Feature Engineering + Scaling

https://s3-us-west-2.amazonaws.com/secure.notion-static.com/3a371bb0-968f-4872-9af4-d92348560ff1/feature-scaling-andrewng.mp4

Feature Scaling

Feature scaling is a way of transforming your data into a common range of values. There are two common scalings:

Standardizing
Normalizing

Standardizing

Standardizing is completed by taking each value of your column, subtracting the mean of the column, and then dividing by the standard deviation of the column. In Python, let's say you have a column in df called height. You could create a standardized height as:

df["height_standard"] = (df["height"] - df["height"].mean()) / df["height"].std()

By doing this all variables in the data set have equal means (= 0) and standard deviations (= 1) but different ranges.

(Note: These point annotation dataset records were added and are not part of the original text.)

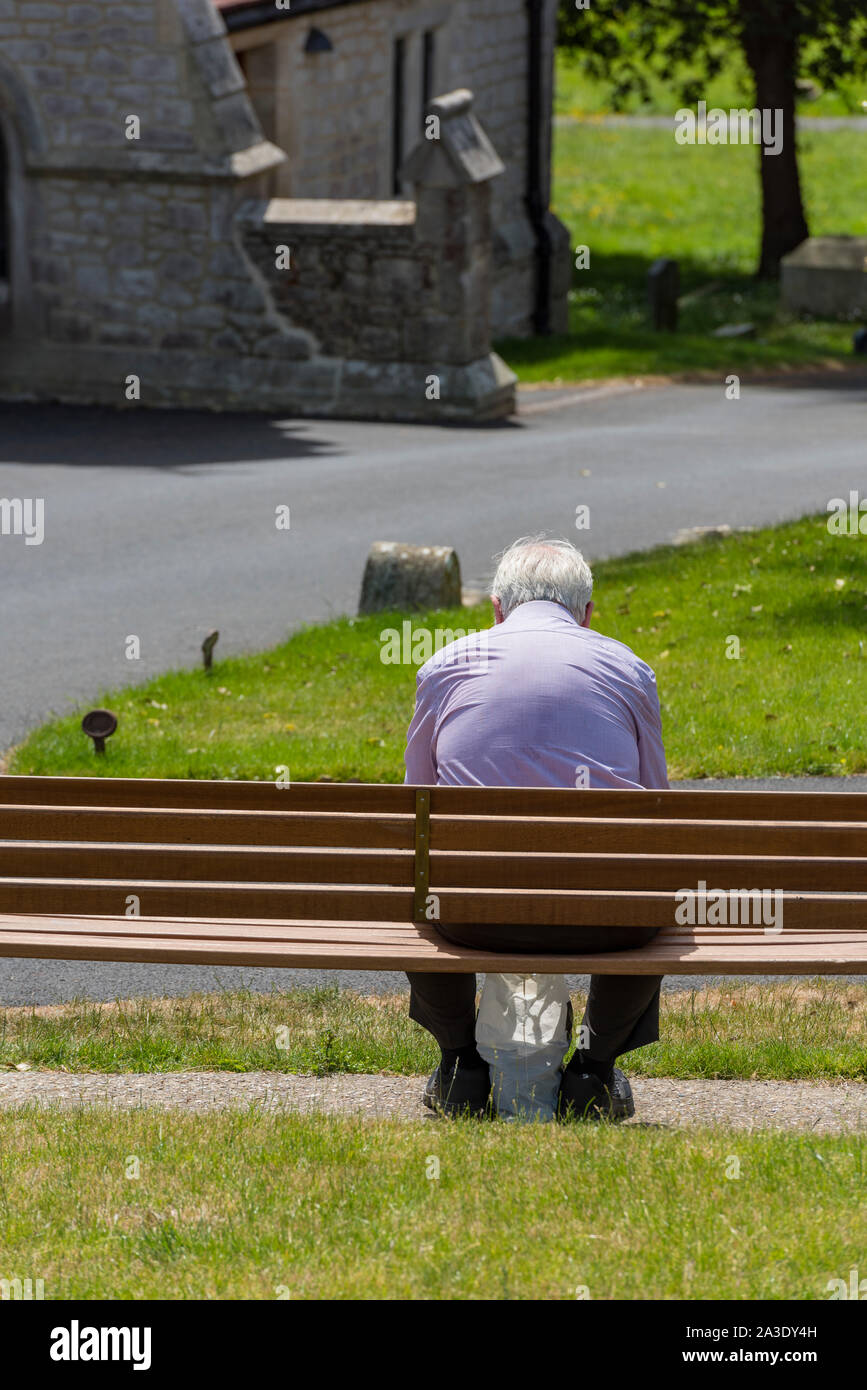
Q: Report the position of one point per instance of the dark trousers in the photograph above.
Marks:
(621, 1011)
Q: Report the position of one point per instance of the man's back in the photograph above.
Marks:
(531, 704)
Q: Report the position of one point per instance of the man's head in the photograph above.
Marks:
(537, 567)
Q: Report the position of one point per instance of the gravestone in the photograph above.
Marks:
(663, 292)
(406, 577)
(826, 277)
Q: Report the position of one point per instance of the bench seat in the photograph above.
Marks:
(354, 876)
(396, 945)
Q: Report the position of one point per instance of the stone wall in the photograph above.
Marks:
(132, 243)
(128, 257)
(332, 113)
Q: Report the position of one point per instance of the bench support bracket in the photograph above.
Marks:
(423, 855)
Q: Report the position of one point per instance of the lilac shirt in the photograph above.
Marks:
(530, 702)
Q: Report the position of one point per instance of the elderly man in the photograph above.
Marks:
(543, 698)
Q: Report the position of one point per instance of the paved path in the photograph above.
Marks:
(161, 524)
(817, 1108)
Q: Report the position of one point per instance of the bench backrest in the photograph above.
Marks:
(363, 852)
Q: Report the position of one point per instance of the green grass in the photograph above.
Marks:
(634, 195)
(787, 1030)
(578, 95)
(324, 705)
(254, 1205)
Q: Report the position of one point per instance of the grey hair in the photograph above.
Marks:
(537, 567)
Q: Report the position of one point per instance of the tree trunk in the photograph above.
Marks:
(773, 59)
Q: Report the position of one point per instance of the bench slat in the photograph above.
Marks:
(350, 902)
(470, 834)
(204, 827)
(192, 794)
(259, 865)
(209, 863)
(453, 801)
(669, 954)
(621, 836)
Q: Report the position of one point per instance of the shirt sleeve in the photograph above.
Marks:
(418, 758)
(653, 772)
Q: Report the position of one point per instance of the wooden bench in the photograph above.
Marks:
(346, 876)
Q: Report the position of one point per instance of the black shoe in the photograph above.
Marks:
(463, 1091)
(585, 1097)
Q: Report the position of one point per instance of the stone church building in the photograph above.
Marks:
(309, 206)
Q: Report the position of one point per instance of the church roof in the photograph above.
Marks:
(245, 14)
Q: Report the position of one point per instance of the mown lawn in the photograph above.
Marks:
(787, 1030)
(325, 705)
(250, 1205)
(632, 195)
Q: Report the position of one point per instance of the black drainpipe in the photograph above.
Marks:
(537, 195)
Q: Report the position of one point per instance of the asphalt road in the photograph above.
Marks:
(161, 524)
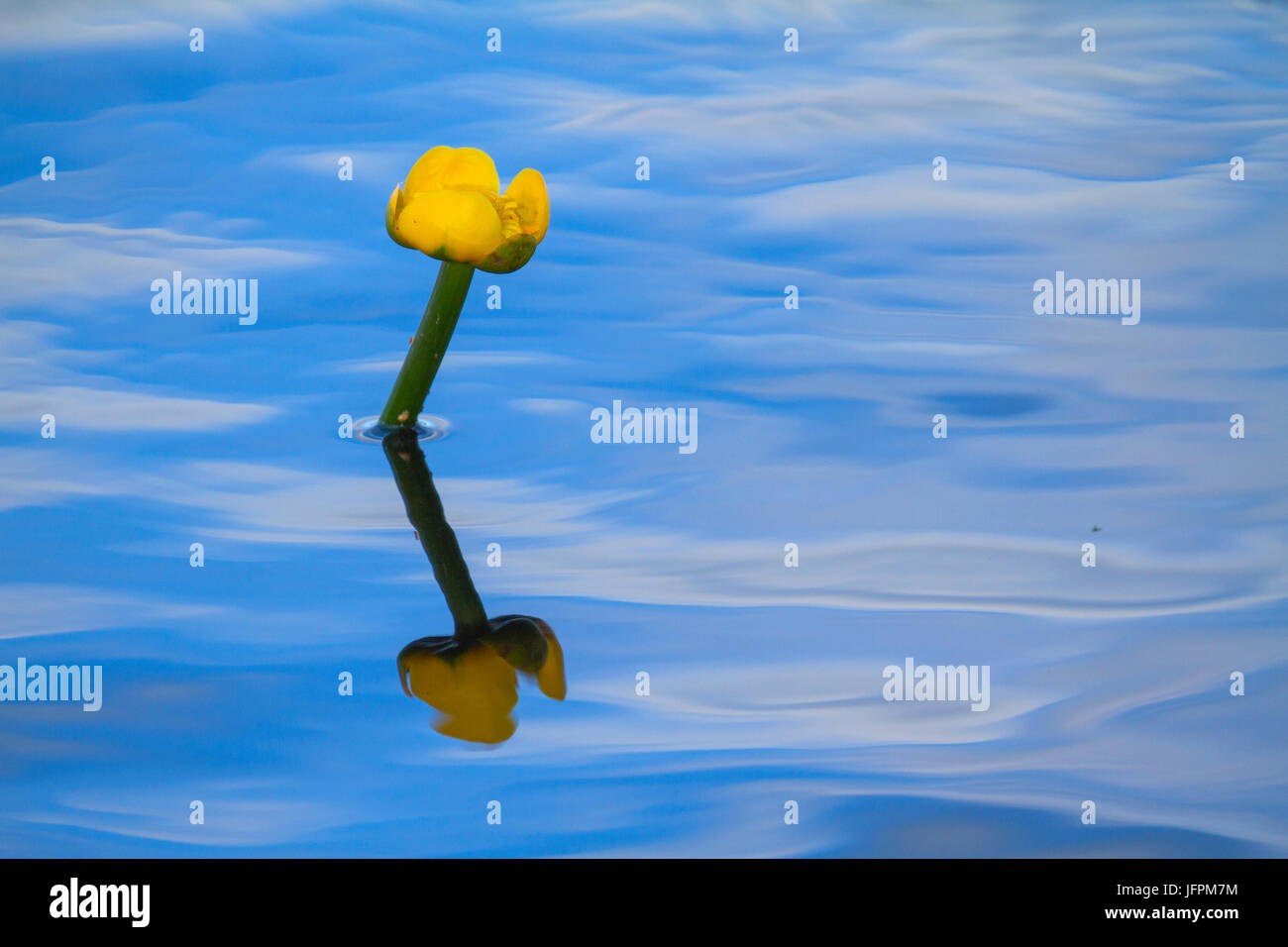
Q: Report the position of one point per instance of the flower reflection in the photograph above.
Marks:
(471, 677)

In the new standardized column each value is a comparison to the mean of the column, and a new, standardized value can be interpreted as the number of standard deviations the original height was from the mean. This type of feature scaling is by far the most common of all techniques (for the reasons discussed here, but also likely because of precedent).

Normalizing

A second type of feature scaling that is very popular is known as normalizing. With normalizing, data are scaled between 0 and 1. Using the same example as above, we could perform normalizing in Python in the following way:

df["height_normal"] = (df["height"] - df["height"].min()) /     \\
                      (df["height"].max() - df['height'].min())

Other Methods

The appropriate standardization method depends on your data set and the conventions of your particular field of study. Examples of papers that discuss standardization include Gower (1985), Johnson and Wichern (1992), Everitt (1993), and van Tongeren (1995). In addition, Milligan and Cooper (1988) present an in-depth examination of standardization of variables when using Euclidean Distance as the dissimilarity metric.

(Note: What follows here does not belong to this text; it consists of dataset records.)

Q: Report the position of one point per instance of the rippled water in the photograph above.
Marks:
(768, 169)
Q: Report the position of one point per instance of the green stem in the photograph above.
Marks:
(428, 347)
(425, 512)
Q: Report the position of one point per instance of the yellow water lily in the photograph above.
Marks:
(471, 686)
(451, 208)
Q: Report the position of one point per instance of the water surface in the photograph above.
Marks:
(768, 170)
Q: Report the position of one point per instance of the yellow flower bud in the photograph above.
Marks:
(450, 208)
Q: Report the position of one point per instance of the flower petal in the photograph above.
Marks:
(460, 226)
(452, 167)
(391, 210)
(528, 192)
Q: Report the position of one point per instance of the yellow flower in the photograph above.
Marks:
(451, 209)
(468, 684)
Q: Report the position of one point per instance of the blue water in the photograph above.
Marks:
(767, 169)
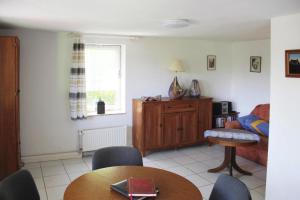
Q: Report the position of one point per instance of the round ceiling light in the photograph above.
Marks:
(176, 23)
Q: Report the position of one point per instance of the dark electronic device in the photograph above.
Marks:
(222, 108)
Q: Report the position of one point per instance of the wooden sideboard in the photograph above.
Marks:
(170, 123)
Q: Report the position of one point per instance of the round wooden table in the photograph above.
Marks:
(230, 153)
(96, 185)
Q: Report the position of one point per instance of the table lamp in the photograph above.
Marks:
(175, 90)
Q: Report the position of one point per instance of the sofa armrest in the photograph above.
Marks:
(233, 125)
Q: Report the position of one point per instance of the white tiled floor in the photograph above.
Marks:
(52, 177)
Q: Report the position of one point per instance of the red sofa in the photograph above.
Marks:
(259, 152)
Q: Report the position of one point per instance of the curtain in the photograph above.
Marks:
(77, 93)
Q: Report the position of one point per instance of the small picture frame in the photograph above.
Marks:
(255, 64)
(292, 63)
(211, 62)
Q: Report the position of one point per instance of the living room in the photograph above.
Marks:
(46, 130)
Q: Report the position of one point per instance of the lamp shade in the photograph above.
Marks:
(177, 66)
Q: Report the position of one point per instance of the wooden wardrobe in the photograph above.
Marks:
(9, 106)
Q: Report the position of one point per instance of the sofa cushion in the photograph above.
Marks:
(246, 121)
(260, 127)
(232, 133)
(255, 124)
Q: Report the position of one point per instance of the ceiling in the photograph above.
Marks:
(211, 19)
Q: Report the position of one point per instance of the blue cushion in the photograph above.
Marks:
(254, 124)
(231, 134)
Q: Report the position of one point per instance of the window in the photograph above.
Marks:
(105, 78)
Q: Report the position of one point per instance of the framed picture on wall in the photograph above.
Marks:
(255, 64)
(211, 62)
(292, 63)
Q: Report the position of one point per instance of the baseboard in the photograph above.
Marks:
(48, 157)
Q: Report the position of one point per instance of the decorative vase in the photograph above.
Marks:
(100, 107)
(175, 90)
(195, 89)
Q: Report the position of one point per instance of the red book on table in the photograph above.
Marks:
(141, 187)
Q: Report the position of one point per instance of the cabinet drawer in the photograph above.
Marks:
(180, 106)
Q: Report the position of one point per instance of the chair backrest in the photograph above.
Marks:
(229, 188)
(262, 111)
(116, 156)
(19, 185)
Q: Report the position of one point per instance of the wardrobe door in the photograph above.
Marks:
(9, 105)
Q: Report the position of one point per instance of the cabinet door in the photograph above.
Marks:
(171, 129)
(153, 125)
(205, 117)
(189, 129)
(9, 101)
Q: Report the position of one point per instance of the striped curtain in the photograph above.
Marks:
(77, 93)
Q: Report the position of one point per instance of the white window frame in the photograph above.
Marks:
(122, 72)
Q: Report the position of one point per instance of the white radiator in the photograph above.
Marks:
(93, 139)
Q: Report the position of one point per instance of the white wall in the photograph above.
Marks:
(45, 60)
(249, 88)
(283, 176)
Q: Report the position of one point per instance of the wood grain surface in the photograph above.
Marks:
(96, 185)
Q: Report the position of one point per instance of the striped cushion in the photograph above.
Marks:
(232, 133)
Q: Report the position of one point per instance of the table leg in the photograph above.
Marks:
(225, 162)
(235, 165)
(230, 162)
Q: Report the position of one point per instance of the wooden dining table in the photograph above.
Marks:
(95, 185)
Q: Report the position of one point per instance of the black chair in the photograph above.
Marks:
(116, 156)
(19, 185)
(229, 188)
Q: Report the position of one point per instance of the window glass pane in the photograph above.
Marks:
(103, 76)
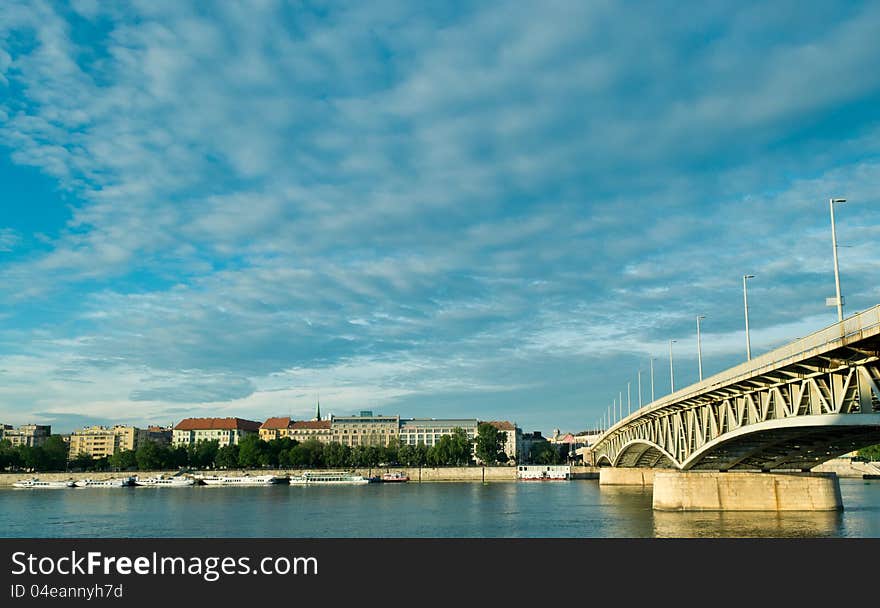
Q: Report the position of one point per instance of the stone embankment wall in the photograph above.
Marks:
(424, 474)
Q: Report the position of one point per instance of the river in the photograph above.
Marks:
(573, 509)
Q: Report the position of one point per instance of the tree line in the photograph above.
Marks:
(252, 452)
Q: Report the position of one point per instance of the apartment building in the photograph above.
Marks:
(227, 431)
(99, 441)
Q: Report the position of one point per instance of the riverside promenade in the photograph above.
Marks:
(416, 474)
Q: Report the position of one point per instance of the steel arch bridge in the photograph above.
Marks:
(790, 409)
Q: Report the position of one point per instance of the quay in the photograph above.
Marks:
(416, 474)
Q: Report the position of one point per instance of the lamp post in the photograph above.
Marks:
(640, 388)
(628, 402)
(839, 300)
(746, 307)
(700, 347)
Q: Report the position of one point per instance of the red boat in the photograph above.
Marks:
(396, 477)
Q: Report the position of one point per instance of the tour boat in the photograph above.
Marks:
(244, 480)
(36, 483)
(327, 478)
(396, 477)
(543, 473)
(105, 483)
(161, 481)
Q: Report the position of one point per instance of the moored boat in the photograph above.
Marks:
(41, 484)
(161, 481)
(395, 477)
(327, 478)
(119, 482)
(243, 480)
(543, 473)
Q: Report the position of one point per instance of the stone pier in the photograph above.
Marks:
(622, 476)
(745, 491)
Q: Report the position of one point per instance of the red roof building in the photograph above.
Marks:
(226, 431)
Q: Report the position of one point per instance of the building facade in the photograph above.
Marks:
(512, 444)
(31, 435)
(428, 431)
(227, 431)
(365, 429)
(275, 428)
(100, 441)
(304, 430)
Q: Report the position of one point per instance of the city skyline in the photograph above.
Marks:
(481, 210)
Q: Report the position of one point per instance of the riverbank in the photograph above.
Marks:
(416, 474)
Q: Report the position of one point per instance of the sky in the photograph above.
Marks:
(493, 210)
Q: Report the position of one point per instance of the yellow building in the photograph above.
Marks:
(100, 441)
(311, 429)
(226, 431)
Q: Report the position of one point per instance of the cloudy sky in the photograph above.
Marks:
(454, 209)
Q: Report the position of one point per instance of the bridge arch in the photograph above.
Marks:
(640, 453)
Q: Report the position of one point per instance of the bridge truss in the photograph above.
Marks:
(793, 408)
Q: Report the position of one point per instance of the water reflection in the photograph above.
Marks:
(747, 524)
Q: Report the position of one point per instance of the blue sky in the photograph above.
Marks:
(491, 210)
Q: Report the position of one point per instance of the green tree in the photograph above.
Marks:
(204, 453)
(545, 453)
(81, 461)
(337, 455)
(389, 454)
(123, 460)
(870, 453)
(251, 450)
(150, 456)
(56, 450)
(490, 442)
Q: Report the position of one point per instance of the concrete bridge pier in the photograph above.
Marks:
(625, 476)
(745, 491)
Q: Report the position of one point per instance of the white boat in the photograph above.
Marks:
(543, 472)
(327, 478)
(161, 481)
(39, 484)
(104, 483)
(243, 480)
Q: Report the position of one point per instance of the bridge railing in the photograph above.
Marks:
(818, 341)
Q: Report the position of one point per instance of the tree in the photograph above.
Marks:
(204, 453)
(545, 453)
(870, 453)
(251, 450)
(490, 442)
(81, 461)
(337, 455)
(228, 457)
(55, 450)
(150, 456)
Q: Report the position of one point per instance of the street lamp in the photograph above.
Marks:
(700, 347)
(839, 300)
(628, 402)
(640, 388)
(746, 307)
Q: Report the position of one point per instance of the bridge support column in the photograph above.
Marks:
(746, 491)
(624, 476)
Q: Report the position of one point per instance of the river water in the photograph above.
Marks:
(574, 509)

Remember, if you choose to use the Steinhaus Coefficient of Similarity (recommended for count data, such as the number of trees of different species at sampled locations), this measure is self-normalizing and data should not be standardized.

0-1 scaling: each variable in the data set is recalculated as (V - min V)/(max V - min V), where V represents the value of the variable in the original data set. This method allows variables to have differing means and standard deviations but equal ranges. In this case, there is at least one observed value at the 0 and 1 endpoints.
Dividing each value by the range: recalculates each variable as V /(max V - min V). In this case, the means, variances, and ranges of the variables are still different, but at least the ranges are likely to be more similar.
Z-score scaling: variables recalculated as (V - mean of V)/s, where "s" is the standard deviation. As a result, all variables in the data set have equal means (0) and standard deviations (1) but different ranges.
Dividing each value by the standard deviation. This method produces a set of transformed variables with variances of 1, but different means and ranges.